Q: The science fiction elements felt really organic when they came into the story. I thought it was a really bold choice to create classic western meets futuristic science fiction and I wonder were there things about it that you were worried wouldn’t work?

JP: Everything. The way we did the simulation, we had two puppeteers and that was one of those things, the movie, I’d prepped once before and it didn’t happen, and so we got down to South Africa we started doing it this way, but we never had a complete proof that this would work. We’d done it once before, in Spain, and it seemed like it would work perfect, so we kept moving that way. But we hadn’t really tested it, doing a whole movie, so we just kept going, thinking it would work. But sometimes it felt like every single thing just wouldn’t work. It was 115 degrees the first few days of shooting, it felt impossible to get through the day, literally just taking it one step at a time.

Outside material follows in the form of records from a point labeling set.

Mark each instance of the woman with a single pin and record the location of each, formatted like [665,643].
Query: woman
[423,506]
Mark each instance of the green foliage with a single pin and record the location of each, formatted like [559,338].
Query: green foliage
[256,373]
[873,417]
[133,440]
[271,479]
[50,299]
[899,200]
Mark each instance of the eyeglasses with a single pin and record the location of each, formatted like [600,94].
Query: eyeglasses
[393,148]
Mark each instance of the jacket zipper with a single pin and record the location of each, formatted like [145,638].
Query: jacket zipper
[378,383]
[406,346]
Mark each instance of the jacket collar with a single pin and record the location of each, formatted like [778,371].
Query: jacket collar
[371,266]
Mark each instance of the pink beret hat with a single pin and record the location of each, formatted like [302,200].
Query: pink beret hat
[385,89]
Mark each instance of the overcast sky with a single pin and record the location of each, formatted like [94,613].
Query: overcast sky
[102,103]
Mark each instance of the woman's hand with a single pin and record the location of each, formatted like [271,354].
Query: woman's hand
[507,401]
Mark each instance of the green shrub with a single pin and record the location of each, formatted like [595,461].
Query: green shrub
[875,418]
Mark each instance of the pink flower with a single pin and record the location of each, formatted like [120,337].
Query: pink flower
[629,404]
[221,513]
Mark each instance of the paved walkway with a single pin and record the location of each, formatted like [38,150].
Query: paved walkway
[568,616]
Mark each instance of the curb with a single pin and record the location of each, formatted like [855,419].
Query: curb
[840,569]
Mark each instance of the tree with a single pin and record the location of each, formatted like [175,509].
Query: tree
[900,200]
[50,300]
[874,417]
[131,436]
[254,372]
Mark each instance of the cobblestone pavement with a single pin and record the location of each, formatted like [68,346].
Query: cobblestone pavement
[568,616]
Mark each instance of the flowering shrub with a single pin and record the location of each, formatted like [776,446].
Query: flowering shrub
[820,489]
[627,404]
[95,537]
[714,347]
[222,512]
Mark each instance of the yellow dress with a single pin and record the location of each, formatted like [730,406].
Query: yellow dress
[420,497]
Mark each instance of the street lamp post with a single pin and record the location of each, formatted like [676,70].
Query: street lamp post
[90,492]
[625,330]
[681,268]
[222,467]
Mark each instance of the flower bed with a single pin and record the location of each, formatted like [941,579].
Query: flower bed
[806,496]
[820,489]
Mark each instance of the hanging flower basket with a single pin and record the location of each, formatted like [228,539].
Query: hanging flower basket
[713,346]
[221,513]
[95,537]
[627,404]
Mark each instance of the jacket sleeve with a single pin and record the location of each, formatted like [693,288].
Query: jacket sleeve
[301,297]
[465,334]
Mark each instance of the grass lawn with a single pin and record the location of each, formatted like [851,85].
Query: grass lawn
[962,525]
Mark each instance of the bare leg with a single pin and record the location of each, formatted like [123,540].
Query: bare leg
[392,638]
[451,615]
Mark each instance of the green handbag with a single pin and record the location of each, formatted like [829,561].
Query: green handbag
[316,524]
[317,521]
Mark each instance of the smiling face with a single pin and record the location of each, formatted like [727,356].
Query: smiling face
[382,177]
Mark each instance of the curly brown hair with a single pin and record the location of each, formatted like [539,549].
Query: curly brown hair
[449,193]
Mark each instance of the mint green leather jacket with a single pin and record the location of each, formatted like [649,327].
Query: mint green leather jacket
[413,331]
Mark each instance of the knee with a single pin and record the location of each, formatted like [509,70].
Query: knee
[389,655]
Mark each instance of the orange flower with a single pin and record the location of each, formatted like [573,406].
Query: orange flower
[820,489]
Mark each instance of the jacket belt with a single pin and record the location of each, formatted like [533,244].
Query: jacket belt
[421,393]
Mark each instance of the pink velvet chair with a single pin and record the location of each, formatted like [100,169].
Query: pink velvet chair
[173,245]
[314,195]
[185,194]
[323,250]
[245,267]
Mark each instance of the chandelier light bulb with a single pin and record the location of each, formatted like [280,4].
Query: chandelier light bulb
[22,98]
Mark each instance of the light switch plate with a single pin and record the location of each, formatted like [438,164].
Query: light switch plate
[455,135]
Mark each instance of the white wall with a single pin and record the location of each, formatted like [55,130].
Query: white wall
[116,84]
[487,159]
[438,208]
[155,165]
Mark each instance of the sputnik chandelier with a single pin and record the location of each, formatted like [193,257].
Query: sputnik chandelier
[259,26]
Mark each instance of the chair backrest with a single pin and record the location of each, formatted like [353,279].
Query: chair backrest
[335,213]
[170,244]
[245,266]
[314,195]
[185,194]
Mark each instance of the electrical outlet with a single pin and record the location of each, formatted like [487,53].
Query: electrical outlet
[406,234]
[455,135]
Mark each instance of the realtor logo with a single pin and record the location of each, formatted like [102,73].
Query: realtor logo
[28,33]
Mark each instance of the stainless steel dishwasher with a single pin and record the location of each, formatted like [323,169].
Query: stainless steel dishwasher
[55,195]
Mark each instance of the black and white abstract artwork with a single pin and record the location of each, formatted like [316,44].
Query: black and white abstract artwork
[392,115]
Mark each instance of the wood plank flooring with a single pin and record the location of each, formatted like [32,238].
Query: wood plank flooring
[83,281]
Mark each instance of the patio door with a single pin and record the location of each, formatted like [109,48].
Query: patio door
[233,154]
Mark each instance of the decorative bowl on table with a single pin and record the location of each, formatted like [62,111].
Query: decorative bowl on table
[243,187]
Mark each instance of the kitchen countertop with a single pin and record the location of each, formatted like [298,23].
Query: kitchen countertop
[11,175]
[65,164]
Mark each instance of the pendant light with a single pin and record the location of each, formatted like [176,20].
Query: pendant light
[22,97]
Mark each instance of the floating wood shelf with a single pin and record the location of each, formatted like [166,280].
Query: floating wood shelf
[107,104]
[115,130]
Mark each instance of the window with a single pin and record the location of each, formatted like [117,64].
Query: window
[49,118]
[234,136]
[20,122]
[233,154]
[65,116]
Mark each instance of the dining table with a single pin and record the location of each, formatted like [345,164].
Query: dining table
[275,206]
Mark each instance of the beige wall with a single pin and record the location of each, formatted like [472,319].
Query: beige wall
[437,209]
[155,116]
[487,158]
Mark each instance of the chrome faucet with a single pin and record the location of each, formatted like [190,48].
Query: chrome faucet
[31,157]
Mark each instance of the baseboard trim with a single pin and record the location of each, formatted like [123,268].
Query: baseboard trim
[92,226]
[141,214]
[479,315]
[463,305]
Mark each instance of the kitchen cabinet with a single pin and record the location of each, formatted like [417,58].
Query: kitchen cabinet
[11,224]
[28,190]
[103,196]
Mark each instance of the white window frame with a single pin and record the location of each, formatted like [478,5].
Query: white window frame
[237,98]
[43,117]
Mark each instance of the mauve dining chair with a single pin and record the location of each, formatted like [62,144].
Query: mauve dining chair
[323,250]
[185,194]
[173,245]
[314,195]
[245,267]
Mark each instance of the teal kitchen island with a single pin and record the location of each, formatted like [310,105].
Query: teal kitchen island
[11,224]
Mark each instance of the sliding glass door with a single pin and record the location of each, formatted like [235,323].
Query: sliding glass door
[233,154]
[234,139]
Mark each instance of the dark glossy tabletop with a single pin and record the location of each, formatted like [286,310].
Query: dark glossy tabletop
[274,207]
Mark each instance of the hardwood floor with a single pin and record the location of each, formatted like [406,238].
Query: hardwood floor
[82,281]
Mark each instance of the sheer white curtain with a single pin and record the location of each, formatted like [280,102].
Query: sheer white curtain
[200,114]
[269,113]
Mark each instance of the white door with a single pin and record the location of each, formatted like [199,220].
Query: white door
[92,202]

We felt like we’d never get through the shots. Sequences like that were very worked out, so we knew we had to get that amount of shots to make the scene work, so we somehow adjust. I really credit Mike. But truly we felt like we couldn’t even finish it. It was a very difficult movie to make and we were so far away. I’d never been in a situation where you couldn’t shoot because the lights would go. And then the lights would go, and you’d be standing there saying ‘Well that’s it’. And they’d go and drive seven hours to Cape Town to get new lights and come through the next day. We didn’t have a schedule where we could get things picked up, certain people get dropped along the way. Thinking, what do we have, what do we have? Trying to fit everything together, and somehow we got lucky, or at least seemed to.

Q: What was the idea behind the plane in the film.

JP: That was just the idea that there was a world going on around the movie, this sort of supersonic passenger jet is back, the new Concord is back and they’re flying from LA to New York in 45 minutes or whatever it is, and there’s this whole world where in fact, you know our world has this sort of regressive nature to it, and the rest of the world is great. You know, a world where Google Glass, or the next, all those sort of things are happening, all those utopian urban things, people migrating from urban areas from rural areas, all that is going on, just not where these people live. So that was the idea, that there’s a big world out there.

Q: From a production standpoint, the robot you used, was that on loan from the military?

JP: No, it’s totally fake. The torso is made of fiberglass tubing.

Q: Did you try and get the actual robot?

JP: Oh yes, I tried. They were great, but there was no way to do it. They’re developing. Now they’re on to Cheetah, and all these things. I mean it was a fascinating experience to spend time with them to do this test, but in the end they’re not a movie tool. They have much bigger fish to fry.